A cardboard cut-out of Canada's Prime Minister Justin Trudeau is pictured as demonstrators use a mock oil pipeline to block the entrance to the Canadian Embassy in central London on April 18, 2018. (Photo credit should read TOLGA AKMEN/AFP/Getty Images)
A cardboard cut-out of Canada's Prime Minister Justin Trudeau is pictured as demonstrators use a mock oil pipeline to block the entrance to the Canadian Embassy in central London on April 18, 2018. (Photo credit should read TOLGA AKMEN/AFP/Getty Images)

For Canada’s energy patch, the Liberal minority government that emerged from Monday’s federal election is proof of a widening split with provinces west of Ontario, and a fresh dose of uncertainty for companies and investors. So what happens next?

Prime Minister Justin Trudeau will be beholden to his opponents in Parliament.
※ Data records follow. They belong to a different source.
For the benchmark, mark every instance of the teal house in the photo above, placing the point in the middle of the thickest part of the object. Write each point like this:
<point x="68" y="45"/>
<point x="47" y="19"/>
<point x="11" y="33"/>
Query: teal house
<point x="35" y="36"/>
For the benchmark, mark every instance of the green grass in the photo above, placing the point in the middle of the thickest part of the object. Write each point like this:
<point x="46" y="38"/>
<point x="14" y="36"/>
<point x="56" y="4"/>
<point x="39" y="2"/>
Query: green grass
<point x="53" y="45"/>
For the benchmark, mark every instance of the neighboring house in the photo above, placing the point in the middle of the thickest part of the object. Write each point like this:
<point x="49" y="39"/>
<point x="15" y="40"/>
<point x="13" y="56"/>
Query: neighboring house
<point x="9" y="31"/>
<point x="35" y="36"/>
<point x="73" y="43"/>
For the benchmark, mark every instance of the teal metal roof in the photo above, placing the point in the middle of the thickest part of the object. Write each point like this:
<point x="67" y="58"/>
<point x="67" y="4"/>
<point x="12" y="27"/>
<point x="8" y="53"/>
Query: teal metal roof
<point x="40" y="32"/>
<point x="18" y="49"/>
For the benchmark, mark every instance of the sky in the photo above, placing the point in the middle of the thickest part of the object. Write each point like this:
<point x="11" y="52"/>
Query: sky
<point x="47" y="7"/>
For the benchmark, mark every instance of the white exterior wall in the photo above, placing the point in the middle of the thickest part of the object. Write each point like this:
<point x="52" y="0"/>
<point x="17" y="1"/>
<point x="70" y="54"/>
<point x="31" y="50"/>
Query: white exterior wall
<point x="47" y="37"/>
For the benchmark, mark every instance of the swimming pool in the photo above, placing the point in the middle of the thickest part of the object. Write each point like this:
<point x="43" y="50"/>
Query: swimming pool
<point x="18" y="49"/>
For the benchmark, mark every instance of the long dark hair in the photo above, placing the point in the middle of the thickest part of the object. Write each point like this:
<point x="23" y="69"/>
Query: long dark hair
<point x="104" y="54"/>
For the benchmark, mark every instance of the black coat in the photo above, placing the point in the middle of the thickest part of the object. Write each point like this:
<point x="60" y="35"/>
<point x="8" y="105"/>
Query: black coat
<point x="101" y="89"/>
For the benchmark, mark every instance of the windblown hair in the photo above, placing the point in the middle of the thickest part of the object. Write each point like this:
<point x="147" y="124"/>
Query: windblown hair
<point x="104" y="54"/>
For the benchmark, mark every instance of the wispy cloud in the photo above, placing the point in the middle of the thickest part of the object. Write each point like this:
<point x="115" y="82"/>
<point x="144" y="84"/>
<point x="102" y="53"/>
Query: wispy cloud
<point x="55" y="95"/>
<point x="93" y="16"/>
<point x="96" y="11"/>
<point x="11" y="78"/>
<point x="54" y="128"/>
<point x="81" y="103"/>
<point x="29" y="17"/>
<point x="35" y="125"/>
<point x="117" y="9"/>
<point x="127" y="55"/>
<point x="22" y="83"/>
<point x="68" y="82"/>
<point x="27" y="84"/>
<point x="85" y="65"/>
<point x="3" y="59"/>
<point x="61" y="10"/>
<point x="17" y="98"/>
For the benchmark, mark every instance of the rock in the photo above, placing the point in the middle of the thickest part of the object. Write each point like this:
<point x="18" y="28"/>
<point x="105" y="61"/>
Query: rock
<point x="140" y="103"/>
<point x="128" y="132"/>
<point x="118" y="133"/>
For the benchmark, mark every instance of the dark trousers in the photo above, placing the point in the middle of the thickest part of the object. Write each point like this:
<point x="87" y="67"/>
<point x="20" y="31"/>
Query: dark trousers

But for experts monitoring the battered oil and gas sector, this is by no means a worst case scenario.

In fact, it may be the best minority government outcome they could have hoped for when it comes to key infrastructure projects like the Trans Mountain Pipeline expansion.

“From an energy investment perspective, the prospect of a Liberal minority is actually a win over that of a Conservative minority,” Eric Nuttall, a senior portfolio manager at Ninepoint Partners, told Yahoo Finance Canada on Tuesday. “On TMX at least, I’m fairly confident the Conservatives would back any necessary legislation to further advance the project.”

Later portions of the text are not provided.